Terhanyut dalam pikirannya, dia kembali ke Kediaman Wei, dan secara kebetulan bertemu Wei Zhuo sedang mengunjungi Zeng shi. Beberapa orang berdiri di ruangan itu, terlibat dalam percakapan. Setelah tinggal di kediaman Wei selama beberapa waktu, Zeng shi menjadi lebih nyaman di dekat Wei Zhuo. Kasih sayang yang halus ada di antara mereka, meskipun tidak terucapkan. Wei Zhuo tidak terburu-buru, mendekati hubungan itu dengan lembut, seperti hujan yang tenang dan menenangkan.
Bagi wanita seperti Zeng shi, membuka hati bukanlah hal yang mudah. Mungkin itu adalah komitmen seumur hidup... tetapi itu akan sepadan.
Kunjungan Wei Zhuo hari ini didorong oleh usulan Lu Chang kemarin untuk pindah kembali ke Kediaman Zhuangyuan.
Mereka tidak bisa tinggal di kediaman Wei tanpa batas waktu dan harus kembali pada akhirnya. Wei Zhuo tidak punya alasan untuk mencegahnya, jadi dia datang untuk memeriksa pengaturan Zeng shi dan menawarkan bantuan.
“Paman Wei, Bibi Zeng!” Suara Ming Shu memanggil dari luar saat mereka sedang mendiskusikan keamanan bagian dalam kediaman Zhuangyuan.
Selain sedikit perubahan panggilan, nada bicara dan senyum Ming Shu tampak tidak berubah dari sebelumnya.
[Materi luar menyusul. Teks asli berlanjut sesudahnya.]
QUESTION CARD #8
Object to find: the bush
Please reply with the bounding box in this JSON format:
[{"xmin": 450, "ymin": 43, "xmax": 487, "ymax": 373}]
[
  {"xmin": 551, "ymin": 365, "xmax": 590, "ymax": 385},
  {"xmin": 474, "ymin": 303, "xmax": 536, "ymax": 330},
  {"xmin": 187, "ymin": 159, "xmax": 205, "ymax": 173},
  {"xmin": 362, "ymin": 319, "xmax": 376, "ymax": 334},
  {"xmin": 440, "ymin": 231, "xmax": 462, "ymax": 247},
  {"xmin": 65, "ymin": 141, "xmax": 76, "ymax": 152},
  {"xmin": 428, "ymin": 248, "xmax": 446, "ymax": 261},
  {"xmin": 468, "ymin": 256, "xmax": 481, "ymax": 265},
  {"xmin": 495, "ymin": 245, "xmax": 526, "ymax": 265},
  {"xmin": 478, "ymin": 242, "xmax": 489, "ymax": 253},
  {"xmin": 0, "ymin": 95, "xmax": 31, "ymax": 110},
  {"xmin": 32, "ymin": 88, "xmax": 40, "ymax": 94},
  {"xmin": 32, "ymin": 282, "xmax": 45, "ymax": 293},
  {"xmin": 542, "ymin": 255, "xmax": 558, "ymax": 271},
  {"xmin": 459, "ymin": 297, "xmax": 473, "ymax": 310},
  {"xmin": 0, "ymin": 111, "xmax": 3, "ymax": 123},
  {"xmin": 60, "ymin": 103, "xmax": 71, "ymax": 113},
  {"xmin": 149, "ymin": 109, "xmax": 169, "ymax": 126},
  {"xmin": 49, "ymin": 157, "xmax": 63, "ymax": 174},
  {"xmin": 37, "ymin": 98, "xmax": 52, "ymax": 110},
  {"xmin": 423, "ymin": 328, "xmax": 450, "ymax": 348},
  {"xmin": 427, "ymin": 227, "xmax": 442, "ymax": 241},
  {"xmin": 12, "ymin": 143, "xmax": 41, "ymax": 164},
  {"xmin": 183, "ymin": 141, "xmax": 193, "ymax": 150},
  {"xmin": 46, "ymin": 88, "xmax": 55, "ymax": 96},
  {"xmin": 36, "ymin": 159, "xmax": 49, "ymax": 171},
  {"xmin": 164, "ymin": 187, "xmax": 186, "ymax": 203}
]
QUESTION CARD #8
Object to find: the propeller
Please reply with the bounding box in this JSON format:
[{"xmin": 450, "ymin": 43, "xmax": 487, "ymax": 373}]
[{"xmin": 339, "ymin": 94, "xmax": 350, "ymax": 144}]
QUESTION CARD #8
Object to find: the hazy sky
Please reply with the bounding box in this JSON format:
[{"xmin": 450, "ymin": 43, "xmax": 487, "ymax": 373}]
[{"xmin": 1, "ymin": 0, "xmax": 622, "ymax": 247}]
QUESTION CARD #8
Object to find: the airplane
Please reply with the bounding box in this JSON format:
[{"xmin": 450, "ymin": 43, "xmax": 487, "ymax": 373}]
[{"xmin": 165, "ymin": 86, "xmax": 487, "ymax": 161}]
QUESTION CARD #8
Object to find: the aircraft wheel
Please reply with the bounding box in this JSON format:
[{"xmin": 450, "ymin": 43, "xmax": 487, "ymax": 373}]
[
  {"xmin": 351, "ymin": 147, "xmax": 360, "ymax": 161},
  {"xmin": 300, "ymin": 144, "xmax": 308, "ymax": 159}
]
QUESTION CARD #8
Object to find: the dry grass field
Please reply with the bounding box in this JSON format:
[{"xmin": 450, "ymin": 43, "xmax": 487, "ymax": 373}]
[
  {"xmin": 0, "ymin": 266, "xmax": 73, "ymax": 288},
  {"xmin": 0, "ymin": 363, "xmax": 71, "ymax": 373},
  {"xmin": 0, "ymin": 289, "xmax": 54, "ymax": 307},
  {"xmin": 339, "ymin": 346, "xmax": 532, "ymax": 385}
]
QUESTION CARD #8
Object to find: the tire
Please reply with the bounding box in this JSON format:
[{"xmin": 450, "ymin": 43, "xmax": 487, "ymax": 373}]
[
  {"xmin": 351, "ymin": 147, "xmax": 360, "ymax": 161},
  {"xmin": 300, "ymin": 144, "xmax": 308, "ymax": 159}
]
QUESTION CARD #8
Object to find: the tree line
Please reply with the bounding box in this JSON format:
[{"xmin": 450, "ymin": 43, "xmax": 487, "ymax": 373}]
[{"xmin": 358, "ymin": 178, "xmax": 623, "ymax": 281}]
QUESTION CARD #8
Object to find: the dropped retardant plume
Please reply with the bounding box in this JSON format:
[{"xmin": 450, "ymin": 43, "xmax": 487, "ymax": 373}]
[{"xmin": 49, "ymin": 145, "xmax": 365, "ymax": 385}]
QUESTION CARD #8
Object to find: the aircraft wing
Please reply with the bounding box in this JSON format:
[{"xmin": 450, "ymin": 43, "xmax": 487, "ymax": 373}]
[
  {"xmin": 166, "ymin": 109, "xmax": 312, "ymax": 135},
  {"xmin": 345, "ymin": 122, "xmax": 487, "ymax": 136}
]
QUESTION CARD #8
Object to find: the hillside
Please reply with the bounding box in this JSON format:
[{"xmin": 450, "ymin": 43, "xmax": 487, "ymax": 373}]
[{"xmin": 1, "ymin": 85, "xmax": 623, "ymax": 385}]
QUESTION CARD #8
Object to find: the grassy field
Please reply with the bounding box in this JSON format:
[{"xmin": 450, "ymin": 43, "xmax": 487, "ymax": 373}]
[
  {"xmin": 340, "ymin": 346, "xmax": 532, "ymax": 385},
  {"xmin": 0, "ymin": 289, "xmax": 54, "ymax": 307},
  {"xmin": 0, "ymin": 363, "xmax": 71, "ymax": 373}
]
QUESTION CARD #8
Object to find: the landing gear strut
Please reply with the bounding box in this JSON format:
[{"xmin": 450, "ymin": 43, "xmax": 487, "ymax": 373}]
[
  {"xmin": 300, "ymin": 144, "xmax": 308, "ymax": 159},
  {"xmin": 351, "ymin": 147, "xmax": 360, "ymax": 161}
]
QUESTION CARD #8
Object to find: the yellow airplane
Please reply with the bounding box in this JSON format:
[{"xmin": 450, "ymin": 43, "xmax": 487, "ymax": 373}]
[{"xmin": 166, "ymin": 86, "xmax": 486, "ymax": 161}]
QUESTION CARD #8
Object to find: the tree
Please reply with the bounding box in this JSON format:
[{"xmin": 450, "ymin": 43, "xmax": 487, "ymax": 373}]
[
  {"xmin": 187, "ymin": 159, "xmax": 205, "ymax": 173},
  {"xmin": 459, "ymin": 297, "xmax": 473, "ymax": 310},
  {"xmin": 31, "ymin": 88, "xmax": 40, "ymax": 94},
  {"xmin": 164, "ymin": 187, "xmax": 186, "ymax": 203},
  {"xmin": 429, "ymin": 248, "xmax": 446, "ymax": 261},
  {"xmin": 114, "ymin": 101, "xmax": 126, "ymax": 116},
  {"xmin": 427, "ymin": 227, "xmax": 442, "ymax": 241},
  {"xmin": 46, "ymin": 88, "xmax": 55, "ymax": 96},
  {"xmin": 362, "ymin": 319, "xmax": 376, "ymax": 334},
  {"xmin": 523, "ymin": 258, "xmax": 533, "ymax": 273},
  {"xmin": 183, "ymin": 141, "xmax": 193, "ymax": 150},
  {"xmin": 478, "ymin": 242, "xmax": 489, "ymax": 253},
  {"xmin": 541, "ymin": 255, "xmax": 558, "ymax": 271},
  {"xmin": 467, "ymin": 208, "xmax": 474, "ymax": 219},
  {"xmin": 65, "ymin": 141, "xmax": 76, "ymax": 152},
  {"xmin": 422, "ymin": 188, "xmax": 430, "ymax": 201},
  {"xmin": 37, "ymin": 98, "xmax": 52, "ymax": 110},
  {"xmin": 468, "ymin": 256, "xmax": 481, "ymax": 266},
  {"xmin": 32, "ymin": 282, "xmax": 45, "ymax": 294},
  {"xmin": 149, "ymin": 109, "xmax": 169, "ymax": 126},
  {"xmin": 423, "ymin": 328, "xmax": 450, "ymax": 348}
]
Rasa sakit awal atas tragedi keluarganya tampaknya telah hilang, dan senyum kembali muncul di wajahnya – meskipun samar dan jarang, senyum itu tetap ada.
“Kau sudah kembali?” Zeng shi buru-buru berdiri, memanggilnya dan meminta sup kacang hijau. “Aku sudah membuat sup untuk melawan panas. Cepatlah makan.”
Ming Shu setuju, menerima sup itu dan menghabiskan semangkuk sup sebelum berhenti sambil tersenyum. “Sup buatan Bibi Zeng selalu yang paling lezat dan bergizi.”
Kata-katanya tetap manis dan menawan seperti sebelumnya.
Zeng shi menepuk kepalanya, dan Ming Shu tersenyum lagi, sambil menyerahkan sebungkus perak ke tangan Zeng shi. “Ini 1.000 tael perak, keuntungan dari toko. Tolong simpan baik-baik, Bibi Zeng.”
Zeng shi terkejut. “Jumlah sebesar itu? Untuk apa?”
Bagi mereka, seribu tael sama saja dengan biaya beberapa tahun.
“Untuk keperluan rumah tangga,” jawab Ming Shu. “Silakan simpan dengan aman, Bibi Zeng. Akan ada banyak pengeluaran untuk keluarga di masa mendatang. Aku berjanji… untuk mendapatkan… hadiah pertunangan Lu Chang.”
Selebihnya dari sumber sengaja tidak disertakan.